We’re not even a full week into the 2018 legislative session, and we already have some good news. Two bills dealing with "hate crimes" were defeated in the Senate Courts of Justice committee yesterday. One of them, Senate Bill 112, would have introduced the dangerous concepts of “sexual orientation” and “gender identity” into the Code, while also making it easier for providers of interactive computer services (like Facebook) to censor anything that it or other users considers to be “inciting hatred” towards people with those characteristics.  

If you’re not familiar with them, a "hate crime" is a special category of criminal act where the act is shown to be motivated by certain kinds of thoughts and feelings towards the victim. If the “hate” was inspired by or directed at one of the items on the government’s list, then you’re guilty of an additional crime – a “hate crime.”

This means that a person could be subject to a separate criminal penalty, including jail time, not for the act they committed, but for their thoughts and opinions. In Virginia, conviction of a hate crime carries with it a “mandatory minimum” of 30 days in jail.

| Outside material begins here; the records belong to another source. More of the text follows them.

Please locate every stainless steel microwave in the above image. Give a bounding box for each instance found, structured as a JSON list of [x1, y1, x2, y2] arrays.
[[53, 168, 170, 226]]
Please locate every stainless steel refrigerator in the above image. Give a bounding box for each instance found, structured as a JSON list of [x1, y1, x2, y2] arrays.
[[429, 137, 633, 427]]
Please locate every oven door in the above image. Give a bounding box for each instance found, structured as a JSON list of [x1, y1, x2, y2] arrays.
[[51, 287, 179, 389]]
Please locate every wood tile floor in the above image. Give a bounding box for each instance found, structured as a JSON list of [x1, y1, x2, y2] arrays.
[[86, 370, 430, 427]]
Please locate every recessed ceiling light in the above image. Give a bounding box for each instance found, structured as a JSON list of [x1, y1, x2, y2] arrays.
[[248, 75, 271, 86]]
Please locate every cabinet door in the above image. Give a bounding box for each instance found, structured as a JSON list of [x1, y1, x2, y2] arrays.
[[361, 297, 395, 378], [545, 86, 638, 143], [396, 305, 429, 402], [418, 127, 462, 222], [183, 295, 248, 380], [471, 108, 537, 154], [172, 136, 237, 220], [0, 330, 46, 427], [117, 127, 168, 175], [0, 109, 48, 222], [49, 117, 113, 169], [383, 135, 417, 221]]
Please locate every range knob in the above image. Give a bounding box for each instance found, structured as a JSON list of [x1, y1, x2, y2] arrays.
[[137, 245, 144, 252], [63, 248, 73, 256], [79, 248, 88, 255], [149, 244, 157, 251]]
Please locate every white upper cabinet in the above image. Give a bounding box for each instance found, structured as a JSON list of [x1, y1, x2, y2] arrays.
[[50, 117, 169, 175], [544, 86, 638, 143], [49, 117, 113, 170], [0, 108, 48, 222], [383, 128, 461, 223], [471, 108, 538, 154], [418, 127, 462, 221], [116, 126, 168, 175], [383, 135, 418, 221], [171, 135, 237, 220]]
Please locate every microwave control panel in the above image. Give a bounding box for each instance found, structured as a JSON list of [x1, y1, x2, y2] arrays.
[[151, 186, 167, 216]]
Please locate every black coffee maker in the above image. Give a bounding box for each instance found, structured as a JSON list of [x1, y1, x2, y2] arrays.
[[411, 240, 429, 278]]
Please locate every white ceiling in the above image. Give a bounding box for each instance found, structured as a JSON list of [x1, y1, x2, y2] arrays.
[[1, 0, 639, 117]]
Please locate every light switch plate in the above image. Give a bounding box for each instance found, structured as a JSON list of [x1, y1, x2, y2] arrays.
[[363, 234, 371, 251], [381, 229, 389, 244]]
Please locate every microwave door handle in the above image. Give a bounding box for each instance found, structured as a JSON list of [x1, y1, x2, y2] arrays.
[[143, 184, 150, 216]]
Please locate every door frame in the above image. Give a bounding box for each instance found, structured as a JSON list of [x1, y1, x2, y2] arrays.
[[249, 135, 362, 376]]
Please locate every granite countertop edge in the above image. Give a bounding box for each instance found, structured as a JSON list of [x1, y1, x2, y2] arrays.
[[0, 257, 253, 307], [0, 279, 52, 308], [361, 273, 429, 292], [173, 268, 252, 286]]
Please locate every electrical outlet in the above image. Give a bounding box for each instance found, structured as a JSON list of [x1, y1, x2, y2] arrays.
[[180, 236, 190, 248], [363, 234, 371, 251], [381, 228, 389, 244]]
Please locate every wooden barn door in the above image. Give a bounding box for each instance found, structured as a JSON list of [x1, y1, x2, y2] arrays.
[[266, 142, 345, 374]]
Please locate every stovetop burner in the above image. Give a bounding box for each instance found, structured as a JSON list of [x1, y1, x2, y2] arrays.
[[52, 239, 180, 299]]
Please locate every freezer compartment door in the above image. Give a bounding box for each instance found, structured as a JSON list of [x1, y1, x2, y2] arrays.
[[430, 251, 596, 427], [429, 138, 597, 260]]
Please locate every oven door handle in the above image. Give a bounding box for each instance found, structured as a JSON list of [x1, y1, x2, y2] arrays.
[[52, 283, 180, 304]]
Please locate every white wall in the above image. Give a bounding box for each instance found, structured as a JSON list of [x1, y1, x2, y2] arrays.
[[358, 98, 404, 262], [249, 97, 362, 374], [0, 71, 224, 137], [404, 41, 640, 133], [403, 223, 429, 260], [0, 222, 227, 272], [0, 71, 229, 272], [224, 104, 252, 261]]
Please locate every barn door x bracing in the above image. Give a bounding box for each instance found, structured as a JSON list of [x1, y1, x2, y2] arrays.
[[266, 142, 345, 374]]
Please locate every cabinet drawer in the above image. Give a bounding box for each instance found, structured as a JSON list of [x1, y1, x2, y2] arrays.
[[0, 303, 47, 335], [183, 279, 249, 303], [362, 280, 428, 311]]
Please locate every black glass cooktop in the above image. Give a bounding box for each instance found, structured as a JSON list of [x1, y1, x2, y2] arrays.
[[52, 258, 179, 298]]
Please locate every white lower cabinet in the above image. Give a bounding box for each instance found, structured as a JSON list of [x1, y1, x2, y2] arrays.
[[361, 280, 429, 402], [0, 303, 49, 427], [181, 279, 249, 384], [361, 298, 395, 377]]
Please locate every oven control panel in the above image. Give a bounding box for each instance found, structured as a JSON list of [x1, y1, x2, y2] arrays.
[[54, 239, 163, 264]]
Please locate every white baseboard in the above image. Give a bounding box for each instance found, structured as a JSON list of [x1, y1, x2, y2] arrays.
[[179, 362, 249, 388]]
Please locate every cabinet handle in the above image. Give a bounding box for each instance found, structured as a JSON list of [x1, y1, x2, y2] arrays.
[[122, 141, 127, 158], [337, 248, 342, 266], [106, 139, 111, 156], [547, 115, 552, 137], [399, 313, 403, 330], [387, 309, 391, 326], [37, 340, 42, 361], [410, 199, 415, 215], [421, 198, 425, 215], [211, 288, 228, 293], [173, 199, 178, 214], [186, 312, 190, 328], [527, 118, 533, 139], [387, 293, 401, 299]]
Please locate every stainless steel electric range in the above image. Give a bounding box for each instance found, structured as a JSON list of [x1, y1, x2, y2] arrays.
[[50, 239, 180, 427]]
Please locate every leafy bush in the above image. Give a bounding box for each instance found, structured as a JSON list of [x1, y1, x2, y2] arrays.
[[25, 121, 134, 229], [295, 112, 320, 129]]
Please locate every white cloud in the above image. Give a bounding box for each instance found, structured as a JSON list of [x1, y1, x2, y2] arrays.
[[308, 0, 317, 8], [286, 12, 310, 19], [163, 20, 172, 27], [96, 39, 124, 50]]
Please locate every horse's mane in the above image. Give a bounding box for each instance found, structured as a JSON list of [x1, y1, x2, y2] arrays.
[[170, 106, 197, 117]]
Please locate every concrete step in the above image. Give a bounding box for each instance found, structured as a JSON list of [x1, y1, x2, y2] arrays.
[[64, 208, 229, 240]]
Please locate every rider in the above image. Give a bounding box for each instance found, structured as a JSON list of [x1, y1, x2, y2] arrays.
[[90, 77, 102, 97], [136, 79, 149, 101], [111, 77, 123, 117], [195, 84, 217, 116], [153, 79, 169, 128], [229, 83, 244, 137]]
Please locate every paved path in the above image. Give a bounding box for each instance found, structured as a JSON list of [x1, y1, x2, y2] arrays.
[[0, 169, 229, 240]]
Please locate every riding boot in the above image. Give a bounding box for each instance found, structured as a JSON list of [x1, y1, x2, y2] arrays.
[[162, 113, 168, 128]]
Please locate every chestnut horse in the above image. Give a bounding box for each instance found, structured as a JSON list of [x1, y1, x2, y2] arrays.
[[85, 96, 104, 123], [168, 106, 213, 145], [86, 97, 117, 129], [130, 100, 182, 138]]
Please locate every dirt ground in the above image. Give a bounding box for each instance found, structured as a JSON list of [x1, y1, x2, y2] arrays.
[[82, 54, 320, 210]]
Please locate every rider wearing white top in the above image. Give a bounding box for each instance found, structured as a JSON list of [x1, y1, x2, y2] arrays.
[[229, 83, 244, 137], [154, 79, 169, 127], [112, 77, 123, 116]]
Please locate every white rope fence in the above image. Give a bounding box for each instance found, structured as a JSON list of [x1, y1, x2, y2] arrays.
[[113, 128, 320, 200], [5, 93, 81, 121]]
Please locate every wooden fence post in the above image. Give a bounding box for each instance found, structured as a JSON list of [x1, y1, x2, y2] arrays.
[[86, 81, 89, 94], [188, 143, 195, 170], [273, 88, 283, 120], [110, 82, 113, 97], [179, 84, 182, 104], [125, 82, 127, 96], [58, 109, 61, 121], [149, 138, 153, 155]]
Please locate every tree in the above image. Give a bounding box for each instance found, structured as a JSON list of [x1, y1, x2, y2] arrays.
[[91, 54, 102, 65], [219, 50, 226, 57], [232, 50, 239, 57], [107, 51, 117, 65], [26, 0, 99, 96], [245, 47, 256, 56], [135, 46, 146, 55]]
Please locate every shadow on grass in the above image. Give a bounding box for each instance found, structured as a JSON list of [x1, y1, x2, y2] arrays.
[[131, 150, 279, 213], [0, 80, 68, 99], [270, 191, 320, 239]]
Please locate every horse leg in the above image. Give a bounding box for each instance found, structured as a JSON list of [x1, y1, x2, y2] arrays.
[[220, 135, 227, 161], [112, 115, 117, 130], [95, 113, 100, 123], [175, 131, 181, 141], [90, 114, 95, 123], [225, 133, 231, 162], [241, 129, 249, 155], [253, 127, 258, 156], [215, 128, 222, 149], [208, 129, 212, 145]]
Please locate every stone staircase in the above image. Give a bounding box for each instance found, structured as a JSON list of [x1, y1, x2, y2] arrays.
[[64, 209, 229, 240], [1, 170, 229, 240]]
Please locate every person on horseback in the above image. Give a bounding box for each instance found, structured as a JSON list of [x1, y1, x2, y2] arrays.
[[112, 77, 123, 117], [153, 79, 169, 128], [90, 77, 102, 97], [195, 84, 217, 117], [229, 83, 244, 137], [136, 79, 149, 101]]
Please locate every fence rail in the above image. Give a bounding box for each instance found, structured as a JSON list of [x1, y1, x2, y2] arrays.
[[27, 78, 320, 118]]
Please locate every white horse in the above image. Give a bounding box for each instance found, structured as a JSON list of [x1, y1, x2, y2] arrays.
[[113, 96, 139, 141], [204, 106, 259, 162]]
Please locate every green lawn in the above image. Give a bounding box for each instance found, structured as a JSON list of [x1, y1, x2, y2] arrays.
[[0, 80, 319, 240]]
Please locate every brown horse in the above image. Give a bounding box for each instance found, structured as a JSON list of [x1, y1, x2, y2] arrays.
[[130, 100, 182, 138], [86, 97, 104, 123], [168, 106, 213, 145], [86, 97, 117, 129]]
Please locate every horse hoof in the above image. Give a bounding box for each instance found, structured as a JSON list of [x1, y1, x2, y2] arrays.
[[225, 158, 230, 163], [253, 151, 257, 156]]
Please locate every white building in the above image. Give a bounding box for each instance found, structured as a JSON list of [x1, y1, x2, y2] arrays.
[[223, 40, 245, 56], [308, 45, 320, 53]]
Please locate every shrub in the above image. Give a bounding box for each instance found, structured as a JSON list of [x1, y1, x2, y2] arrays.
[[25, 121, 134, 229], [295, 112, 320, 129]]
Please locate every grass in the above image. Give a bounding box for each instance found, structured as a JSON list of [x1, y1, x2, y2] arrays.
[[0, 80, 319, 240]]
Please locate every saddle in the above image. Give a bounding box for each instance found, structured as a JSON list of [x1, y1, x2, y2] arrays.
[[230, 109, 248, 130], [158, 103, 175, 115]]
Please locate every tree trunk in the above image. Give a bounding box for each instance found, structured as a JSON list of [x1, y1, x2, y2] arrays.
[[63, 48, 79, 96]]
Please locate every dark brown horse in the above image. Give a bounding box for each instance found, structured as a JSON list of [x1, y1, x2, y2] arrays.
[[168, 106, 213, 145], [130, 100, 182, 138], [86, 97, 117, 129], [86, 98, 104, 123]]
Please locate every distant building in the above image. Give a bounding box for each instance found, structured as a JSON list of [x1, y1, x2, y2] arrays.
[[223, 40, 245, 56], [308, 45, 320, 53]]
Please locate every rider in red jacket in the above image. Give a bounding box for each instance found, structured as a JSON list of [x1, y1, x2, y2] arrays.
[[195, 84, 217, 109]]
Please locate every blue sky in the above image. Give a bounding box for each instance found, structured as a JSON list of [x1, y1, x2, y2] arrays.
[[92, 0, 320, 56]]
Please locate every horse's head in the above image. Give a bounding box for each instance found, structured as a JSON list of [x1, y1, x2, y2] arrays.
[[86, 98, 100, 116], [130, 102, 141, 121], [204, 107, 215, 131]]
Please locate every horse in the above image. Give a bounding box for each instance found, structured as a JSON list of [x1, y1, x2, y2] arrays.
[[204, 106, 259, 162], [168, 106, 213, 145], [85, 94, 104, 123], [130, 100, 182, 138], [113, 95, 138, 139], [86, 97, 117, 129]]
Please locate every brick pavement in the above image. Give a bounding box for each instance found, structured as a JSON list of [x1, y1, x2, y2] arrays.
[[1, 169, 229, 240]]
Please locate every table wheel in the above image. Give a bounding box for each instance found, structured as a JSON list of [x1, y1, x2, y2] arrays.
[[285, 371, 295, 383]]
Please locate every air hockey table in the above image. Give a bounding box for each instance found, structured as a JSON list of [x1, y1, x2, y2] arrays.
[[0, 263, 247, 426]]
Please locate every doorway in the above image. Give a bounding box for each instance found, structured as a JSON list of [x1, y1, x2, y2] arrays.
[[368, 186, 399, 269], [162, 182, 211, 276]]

One can clearly see the slippery slope created by this sort of “thought crime”. What sort of thoughts, values, or motivations might the state try to criminalize next?

Regardless of the motivation for victimizing another person – whether based on someone’s sex, age, disability, veteran status, race, religion, “sexual orientation,” “gender identity,” etc. – a person should be punished for the crime they commit and not because of the kind of hatred they felt in doing so, even if we all find their particular motive reprehensible.